The men acceded to being circumcised as part of a general plan of voluntary mass conversion. Scripture is explicit that with the death of the men of Shechem, the women and children were left alive (Genesis 34:29). Jacob later criticized his sons for the slaughter of the men since, as converts, they were like new-born children — “born again” — and bore no guilt even for their previous crime in relation to Dinah. The 16th-century Spanish sage Rabbi David Ibn Zimra is the clearest on the matter of this mass conversion to proto-Judaism. 
Which leaves us with a provocative question. The newly converted men died. What happened to the women? Why, they joined the household of Jacob! 
This was not the first addition of new souls, in large numbers, to the community of Abraham, Isaac and Jacob. Abraham himself converted “thousands and tens of thousands,” as Maimonides writes in the Mishneh Torah. What happened to them? When the family of Jacob went down to Egypt and became slaves there, the Bible indicates they did so as only 70 people. As Ronald Reagan put it in the title of his memoir, “Where’s the Rest of Me?”
All this so far is on the authority of the Bible and of classical commentators who draw out that to which Scripture alludes cryptically. My own speculation is as follows.

I wonder if that figure of 70 counts only the blood descendants of Jacob: “All the persons coming with Jacob to Egypt — his own decendants aside from the wives of Jacob’s sons — sixty-six persons in all. All the people of Jacob’s household who came to Egypt — seventy” (Genesis 46:26-27).
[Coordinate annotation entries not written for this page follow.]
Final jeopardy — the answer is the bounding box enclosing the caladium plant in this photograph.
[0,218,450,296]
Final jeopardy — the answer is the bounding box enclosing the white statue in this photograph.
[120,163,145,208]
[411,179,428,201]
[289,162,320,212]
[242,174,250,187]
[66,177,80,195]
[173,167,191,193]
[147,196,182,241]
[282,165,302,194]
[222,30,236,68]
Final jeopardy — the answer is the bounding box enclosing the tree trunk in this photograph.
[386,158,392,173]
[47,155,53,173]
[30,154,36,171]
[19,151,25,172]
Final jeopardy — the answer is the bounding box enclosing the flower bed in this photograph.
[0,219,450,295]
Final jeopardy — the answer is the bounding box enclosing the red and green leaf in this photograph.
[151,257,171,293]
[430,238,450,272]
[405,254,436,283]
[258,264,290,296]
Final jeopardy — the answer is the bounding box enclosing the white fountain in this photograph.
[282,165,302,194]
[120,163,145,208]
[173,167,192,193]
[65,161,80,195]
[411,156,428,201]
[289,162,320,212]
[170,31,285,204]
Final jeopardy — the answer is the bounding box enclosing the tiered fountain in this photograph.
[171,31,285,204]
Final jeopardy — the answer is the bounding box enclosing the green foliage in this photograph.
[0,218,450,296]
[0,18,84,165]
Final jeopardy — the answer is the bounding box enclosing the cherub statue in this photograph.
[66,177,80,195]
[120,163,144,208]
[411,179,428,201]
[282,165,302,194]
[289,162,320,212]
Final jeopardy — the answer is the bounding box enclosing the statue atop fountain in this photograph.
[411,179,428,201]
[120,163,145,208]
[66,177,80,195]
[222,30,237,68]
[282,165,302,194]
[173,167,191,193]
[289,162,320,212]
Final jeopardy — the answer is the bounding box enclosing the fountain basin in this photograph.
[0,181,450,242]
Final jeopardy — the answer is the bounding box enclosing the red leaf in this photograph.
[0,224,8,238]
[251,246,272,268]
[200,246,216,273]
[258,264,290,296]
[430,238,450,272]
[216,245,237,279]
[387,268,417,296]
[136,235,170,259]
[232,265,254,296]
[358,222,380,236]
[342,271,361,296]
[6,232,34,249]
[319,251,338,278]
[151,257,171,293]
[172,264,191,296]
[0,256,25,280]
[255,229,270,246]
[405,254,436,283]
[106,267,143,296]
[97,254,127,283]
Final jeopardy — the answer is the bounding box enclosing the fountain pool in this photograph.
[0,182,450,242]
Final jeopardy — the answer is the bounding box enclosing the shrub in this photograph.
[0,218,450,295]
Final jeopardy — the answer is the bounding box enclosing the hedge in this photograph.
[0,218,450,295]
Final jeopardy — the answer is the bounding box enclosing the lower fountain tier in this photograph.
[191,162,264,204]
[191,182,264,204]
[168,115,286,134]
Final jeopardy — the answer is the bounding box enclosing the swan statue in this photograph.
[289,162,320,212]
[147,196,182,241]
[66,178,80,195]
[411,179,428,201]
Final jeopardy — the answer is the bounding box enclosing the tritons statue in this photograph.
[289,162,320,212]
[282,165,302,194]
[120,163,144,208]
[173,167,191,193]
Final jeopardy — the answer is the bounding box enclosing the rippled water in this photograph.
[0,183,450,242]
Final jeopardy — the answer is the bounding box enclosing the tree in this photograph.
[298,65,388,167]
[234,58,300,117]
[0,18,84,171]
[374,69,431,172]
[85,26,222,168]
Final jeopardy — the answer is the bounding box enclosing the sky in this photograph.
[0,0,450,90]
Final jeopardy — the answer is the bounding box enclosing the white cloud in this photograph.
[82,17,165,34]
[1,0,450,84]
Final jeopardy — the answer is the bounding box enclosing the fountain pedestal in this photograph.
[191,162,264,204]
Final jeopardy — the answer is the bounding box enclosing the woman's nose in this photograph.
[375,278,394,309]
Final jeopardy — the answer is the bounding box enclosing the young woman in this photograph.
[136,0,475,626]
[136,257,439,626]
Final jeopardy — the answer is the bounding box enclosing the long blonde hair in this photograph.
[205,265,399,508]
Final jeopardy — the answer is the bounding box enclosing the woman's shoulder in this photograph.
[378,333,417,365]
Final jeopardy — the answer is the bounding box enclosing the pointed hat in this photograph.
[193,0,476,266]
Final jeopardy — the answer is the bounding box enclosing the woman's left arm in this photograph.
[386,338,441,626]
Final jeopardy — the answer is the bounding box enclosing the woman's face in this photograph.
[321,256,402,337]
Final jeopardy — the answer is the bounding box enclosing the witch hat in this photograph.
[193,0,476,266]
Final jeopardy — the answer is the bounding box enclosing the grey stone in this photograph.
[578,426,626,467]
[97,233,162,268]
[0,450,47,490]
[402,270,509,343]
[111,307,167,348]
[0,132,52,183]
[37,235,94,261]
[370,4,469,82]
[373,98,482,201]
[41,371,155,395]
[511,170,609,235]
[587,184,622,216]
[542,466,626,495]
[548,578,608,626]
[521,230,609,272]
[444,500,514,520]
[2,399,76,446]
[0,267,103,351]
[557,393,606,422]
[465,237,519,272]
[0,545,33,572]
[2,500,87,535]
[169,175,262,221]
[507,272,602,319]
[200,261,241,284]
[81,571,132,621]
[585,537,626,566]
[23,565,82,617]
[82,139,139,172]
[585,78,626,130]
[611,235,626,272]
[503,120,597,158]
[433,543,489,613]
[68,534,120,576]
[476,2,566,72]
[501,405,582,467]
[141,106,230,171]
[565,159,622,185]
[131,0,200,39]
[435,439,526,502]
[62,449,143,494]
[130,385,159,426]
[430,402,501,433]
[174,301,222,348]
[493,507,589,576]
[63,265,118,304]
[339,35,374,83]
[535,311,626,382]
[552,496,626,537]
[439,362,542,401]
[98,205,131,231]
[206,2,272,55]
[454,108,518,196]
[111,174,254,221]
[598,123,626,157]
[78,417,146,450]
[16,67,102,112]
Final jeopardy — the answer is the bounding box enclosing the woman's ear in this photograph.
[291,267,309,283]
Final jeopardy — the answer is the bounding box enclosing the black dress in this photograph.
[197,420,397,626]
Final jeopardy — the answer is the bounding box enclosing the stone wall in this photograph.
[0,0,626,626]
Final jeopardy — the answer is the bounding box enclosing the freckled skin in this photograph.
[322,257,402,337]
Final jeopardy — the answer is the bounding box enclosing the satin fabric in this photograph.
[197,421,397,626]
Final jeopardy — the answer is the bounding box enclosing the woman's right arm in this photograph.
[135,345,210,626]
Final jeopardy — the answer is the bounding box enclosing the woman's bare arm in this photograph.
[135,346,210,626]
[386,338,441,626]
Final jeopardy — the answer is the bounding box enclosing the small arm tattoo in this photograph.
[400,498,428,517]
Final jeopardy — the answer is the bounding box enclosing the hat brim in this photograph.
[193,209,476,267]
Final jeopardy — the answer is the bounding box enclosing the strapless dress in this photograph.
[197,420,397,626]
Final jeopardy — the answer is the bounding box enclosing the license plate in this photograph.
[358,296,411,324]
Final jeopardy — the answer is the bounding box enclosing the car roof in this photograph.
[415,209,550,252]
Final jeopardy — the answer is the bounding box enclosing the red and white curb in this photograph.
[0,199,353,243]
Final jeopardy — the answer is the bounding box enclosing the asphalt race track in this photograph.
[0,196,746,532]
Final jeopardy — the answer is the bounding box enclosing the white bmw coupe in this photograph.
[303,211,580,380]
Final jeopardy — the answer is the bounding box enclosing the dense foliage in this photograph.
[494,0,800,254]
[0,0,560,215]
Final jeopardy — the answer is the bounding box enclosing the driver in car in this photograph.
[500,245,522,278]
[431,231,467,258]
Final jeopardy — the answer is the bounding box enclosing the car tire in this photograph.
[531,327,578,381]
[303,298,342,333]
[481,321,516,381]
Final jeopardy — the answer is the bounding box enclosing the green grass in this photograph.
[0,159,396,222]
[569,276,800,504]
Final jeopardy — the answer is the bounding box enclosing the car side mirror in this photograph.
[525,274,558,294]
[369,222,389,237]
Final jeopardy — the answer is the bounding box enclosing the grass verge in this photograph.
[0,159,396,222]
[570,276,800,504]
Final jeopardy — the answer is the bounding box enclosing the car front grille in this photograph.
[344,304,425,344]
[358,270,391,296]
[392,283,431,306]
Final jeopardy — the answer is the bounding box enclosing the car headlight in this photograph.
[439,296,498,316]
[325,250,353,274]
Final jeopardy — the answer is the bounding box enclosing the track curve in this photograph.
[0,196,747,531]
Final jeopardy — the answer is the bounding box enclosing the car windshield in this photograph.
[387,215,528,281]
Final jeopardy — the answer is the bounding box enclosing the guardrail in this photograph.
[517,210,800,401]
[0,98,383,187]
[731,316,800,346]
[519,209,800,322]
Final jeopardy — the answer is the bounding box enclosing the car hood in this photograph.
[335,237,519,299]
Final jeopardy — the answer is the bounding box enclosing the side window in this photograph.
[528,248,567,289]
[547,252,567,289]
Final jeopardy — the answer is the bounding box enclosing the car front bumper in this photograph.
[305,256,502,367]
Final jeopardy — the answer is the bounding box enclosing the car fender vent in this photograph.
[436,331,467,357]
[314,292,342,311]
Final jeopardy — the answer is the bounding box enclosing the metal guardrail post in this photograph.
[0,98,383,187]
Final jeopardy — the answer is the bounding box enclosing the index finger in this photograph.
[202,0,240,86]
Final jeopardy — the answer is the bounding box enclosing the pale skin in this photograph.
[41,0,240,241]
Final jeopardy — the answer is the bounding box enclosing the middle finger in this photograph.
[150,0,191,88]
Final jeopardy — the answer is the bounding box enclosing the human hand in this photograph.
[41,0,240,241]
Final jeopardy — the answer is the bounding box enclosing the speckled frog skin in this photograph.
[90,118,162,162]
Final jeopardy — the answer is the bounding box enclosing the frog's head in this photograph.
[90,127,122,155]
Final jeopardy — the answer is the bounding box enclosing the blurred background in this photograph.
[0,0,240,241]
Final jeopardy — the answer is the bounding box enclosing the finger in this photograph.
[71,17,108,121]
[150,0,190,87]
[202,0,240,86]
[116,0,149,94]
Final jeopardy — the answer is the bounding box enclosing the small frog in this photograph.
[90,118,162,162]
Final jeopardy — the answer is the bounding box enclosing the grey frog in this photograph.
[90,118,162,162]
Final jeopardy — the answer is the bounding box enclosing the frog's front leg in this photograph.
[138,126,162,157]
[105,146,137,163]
Maybe a far more numerous community of converts went down as well. 
That would help explain how a mere 70 people burgeoned in the course of the 210 years spent in Egypt (per the traditional understanding) into the extended family of well over 2 million Israelites who stood to receive the Torah at Mt. Sinai following the Exodus. 
Now, a freakishly high yearly population growth rate today would be about 5 percent, which would give you the needed 2 million or so. Yet it’s still hard to believe, given that modern Israel herself has a growth rate of only 1.71 percent per annum, which would not suffice by a long shot to do the job. This is one of the objections you hear to Jewish and Christian beliefs about the historicity of the Exodus account. 
But what if — as Jewish tradition itself suggested long before anyone heard of an online population growth calculator — that 70 persons was only the core group of Jacob and his own descendants, around which circulated a much larger community of converts? It could then have been thousands or more who formed the party of the emergent Jewish community that emigrated from Canaan to Egypt. A figure of 2 million plus at the end of 210 years would then look much more feasible.